The Turkish presidential office says Recep Tayyip Erdogan spoke with his Russian counterpart Vladimir Putin by phone and said his country is willing to mediate the standoff at the Ukraine's Zaporizhzhia nuclear plant.
The presidential office released a statement after the two leaders talked on Saturday. It said the Turkish president offered to take on the role of facilitator, as he did for the Ukrainian grain deal.
The Russian presidential office said the two leaders agreed to strengthen bilateral cooperation in sectors such as energy and economy.
It also said Erdogan expressed condolences on the death of the last Soviet leader, Mikhail Gorbachev, whose funeral was held on Saturday.
IAEA to keep experts at Zaporizhzhia Plant
The International Atomic Energy Agency says it plans to keep experts on hand as a permanent presence at the Zaporizhzhia nuclear plant. The facility is controlled by the Russian military.
IAEA Director-General Rafael Grossi made the announcement in a press conference in Vienna after returning from a visit to the plant.
He said he left six inspectors behind to assess the damage. He says two of them will provide a "permanent presence."
Ukraine's state nuclear power company said the IAEA would struggle to make an "impartial assessment." It said the team wasn't allowed to enter the crisis center, where Russian troops are stationed.
The effectiveness of any monitoring at the plant is in doubt, as fighting continues nearby.

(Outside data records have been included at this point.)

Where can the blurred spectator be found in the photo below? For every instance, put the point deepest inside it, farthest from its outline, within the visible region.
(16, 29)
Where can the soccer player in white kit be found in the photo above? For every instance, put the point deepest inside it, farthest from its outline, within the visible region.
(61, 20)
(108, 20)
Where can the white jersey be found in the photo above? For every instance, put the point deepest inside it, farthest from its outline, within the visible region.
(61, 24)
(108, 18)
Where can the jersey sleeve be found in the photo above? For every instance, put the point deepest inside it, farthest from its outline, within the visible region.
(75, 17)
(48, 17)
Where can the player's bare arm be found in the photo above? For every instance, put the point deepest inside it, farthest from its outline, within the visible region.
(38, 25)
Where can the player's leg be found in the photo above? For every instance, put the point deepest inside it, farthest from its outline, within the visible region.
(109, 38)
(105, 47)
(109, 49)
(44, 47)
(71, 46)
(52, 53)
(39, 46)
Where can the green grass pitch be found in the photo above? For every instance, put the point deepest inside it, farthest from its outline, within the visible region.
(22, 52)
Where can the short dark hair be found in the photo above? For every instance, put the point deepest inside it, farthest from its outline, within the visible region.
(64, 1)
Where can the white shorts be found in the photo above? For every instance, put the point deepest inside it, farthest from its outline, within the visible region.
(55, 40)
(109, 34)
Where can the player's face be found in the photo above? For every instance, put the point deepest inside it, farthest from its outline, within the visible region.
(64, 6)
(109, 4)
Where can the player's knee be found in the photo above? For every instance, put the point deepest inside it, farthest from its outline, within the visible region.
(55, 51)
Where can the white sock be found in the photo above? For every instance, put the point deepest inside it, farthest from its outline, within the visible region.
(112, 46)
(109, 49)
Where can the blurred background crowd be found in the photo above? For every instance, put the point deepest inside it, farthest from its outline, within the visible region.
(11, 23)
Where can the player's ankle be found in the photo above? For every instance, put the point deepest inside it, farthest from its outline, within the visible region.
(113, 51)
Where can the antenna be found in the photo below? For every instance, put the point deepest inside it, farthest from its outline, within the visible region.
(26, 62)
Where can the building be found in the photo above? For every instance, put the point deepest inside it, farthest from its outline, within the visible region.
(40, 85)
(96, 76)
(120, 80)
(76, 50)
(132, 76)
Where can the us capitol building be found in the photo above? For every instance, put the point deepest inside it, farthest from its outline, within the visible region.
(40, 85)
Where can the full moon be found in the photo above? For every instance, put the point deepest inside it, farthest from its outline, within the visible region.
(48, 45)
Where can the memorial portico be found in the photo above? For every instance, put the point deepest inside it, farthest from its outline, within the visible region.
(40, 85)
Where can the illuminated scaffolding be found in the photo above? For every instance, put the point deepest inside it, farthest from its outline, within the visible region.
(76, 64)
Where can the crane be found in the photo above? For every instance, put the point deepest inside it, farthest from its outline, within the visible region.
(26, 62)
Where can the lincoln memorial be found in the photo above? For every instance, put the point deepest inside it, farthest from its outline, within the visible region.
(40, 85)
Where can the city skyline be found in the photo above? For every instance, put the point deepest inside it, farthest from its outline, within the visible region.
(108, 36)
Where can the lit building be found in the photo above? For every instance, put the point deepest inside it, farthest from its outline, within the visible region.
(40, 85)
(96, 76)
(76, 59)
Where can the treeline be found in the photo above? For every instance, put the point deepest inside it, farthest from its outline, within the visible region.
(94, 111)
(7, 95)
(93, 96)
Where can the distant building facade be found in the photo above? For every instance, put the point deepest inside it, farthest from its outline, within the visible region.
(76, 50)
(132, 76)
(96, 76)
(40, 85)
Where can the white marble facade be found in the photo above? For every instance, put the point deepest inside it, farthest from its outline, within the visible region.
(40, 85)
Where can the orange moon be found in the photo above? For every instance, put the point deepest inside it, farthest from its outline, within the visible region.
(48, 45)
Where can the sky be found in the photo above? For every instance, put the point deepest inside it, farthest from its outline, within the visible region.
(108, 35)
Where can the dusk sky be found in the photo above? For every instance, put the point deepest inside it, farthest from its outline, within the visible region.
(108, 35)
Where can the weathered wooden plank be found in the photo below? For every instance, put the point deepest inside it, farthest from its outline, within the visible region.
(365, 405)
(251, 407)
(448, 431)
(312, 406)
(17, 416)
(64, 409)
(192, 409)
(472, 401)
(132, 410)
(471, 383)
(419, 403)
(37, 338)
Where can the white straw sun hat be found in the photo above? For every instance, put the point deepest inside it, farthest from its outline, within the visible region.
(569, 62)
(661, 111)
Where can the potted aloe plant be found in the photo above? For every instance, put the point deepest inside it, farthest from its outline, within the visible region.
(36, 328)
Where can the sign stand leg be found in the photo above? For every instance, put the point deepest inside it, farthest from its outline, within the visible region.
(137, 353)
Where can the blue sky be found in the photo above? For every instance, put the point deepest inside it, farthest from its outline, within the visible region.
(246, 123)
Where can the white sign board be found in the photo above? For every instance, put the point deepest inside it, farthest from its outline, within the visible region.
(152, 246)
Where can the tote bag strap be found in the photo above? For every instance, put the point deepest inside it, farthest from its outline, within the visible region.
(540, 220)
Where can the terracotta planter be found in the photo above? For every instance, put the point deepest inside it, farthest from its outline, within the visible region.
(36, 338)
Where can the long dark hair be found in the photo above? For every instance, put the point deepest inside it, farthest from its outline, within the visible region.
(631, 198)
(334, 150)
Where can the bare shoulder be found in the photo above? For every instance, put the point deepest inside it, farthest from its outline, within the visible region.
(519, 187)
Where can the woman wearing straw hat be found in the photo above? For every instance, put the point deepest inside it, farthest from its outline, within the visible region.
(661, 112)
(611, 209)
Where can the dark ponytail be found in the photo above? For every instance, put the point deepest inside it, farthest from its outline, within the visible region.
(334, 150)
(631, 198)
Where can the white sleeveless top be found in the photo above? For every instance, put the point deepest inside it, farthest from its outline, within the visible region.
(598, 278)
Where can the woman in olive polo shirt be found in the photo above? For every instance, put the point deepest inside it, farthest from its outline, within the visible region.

Meanwhile, the new school year in Ukraine is underway.
In-person classes have resumed at some schools, which face numerous changes and challenges.
In the town of Bucha near Kyiv, many civilians were found dead early in the conflict. Children are feeling anxious and traumatized.
A doctor said, "an increasing number of children are suffering from stress. It's better keeping children away from such an environment to help them get better".
The southern region of Kherson is largely controlled by Russian forces. Schoolchildren wave Russian flags.
A member of pro-Russian group said, " Ukrainian leaders are trying to rewrite their history and teach it to the children".
There's been an official announcement that Russian soldiers will remove all books from school libraries on Ukraine's history and military. They'll distribute textbooks on Russian language and history instead.A school principal says he was told to offer Russian-style education, but has resisted.
In late August, Ukraine launched an offensive to take back Russian-controlled areas around Kherson.